Thursday, 7 January, 2016
By Dan O'Toole, TSE Consulting
Negotiation should be a fact of life in the modern sporting organisation. There exists a wide range of circumstances where management should be bargaining with counterparties to get a better deal for their organisation. This could be when dealing with partner and sponsorship agreements, broadcasting rights, event hosts and even members. In fact, it is arguable that situations involving bargaining are more varied and diverse for sporting organisations than they are even for traditional businesses. If your organisation is not negotiating, then it probably should be and you are most likely missing an opportunity.

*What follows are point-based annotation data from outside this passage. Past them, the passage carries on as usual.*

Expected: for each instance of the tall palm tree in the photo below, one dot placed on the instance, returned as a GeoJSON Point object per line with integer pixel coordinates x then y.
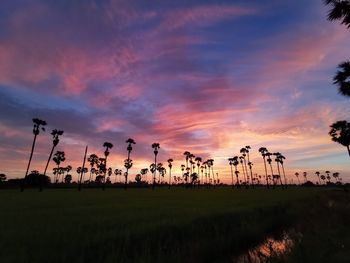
{"type": "Point", "coordinates": [263, 152]}
{"type": "Point", "coordinates": [269, 161]}
{"type": "Point", "coordinates": [243, 151]}
{"type": "Point", "coordinates": [94, 161]}
{"type": "Point", "coordinates": [297, 176]}
{"type": "Point", "coordinates": [155, 147]}
{"type": "Point", "coordinates": [170, 165]}
{"type": "Point", "coordinates": [107, 146]}
{"type": "Point", "coordinates": [340, 11]}
{"type": "Point", "coordinates": [58, 158]}
{"type": "Point", "coordinates": [305, 176]}
{"type": "Point", "coordinates": [187, 156]}
{"type": "Point", "coordinates": [244, 175]}
{"type": "Point", "coordinates": [130, 142]}
{"type": "Point", "coordinates": [144, 172]}
{"type": "Point", "coordinates": [198, 160]}
{"type": "Point", "coordinates": [230, 162]}
{"type": "Point", "coordinates": [318, 176]}
{"type": "Point", "coordinates": [55, 140]}
{"type": "Point", "coordinates": [116, 173]}
{"type": "Point", "coordinates": [340, 133]}
{"type": "Point", "coordinates": [250, 164]}
{"type": "Point", "coordinates": [38, 124]}
{"type": "Point", "coordinates": [278, 160]}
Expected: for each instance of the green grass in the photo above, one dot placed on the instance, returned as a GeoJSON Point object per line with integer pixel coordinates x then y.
{"type": "Point", "coordinates": [141, 225]}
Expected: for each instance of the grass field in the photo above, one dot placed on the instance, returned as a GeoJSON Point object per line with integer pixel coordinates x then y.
{"type": "Point", "coordinates": [176, 225]}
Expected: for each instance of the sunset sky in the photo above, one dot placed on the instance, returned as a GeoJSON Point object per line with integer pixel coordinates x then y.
{"type": "Point", "coordinates": [209, 77]}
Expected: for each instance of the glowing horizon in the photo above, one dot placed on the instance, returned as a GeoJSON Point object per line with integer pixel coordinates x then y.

However, negotiation is not an easy process. For many managers it is not a skill that comes naturally – it has to be learned and tailored over time. A reluctance to enter into what is seen as a confrontational situation means that many managers avoid negotiation and are therefore missing out on potential gains to be made.
So what advice can a novice negotiator look to when entering into such a situation? What can help make the process easier for them, as well as the counterparty sitting across the table? Below is a selection of hints and tools that can smooth the negotiation process and help your organisation take away more from the bargaining table.
- Be an active listener
This may seem like an obvious one but being a good listener is extremely important during the negotiating process. A good negotiator knows not only what the other person wants from a factual point of view, but also how they feel about different elements of the potential bargain. Knowing what the other person wants and sensing where and how they may be willing to make concessions is vital in any successful bargaining process.
- Demonstrate empathy
Simply knowing how the other person feels about their own position is not everything. It helps if you can also show empathy with your counterparty. By demonstrating a level of understanding with the person across the table, they will become more comfortable in dealing with you. They may be more willing to make a compromise a result. Simple ways to demonstrate empathy in bargaining situations is to avoid talking about your own position, to be an active listener as outlined above and to genuinely try to put yourself in the shoes of the other individual.

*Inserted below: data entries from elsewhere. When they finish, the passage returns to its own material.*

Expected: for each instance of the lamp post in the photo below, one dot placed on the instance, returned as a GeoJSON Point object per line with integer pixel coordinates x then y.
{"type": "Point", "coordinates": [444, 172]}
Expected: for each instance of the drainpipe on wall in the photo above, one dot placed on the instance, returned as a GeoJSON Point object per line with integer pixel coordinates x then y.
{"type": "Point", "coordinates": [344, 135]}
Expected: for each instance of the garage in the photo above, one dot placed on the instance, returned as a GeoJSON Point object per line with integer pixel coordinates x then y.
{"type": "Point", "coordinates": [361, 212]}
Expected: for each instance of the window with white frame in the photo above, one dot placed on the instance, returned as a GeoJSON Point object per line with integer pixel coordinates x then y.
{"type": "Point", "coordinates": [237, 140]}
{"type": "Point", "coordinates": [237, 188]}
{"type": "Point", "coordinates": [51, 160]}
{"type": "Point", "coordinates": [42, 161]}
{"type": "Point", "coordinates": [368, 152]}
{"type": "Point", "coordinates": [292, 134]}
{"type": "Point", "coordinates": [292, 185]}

- Highlight your concessions
Almost every negotiation will involve some element of compromise. You are likely to have to concede ground on certain conditions, otherwise it wouldn’t be a negotiation at all. You need to make it very clear when you are giving up something in pursuit of agreement. This will set a marker and will automatically appeal to the counterparty’s socially-wired tendency to reciprocate.
- Segregate your concessions
Your concessions will be like mini-wins for the counterparty. By you giving up something, they are gaining something. The human brain automatically responds more to a series of small wins than from one big win. As a result, it helps to divide up your concessions and spread them out over the negotiation. By segregating concessions throughout the negotiation, you will increase the chances of the counterparty reciprocating on the other areas you are looking to make inroads into.
By keeping these 4 hints and tips in mind, managers can enter into negotiation situations confident that they enjoy an automatic head start. This can make the prospect of negotiating with suppliers, partners and other parties less daunting. Remember, if you don’t feel the need for negotiation in your various dealings at your organisation, you are probably missing some wonderful opportunities!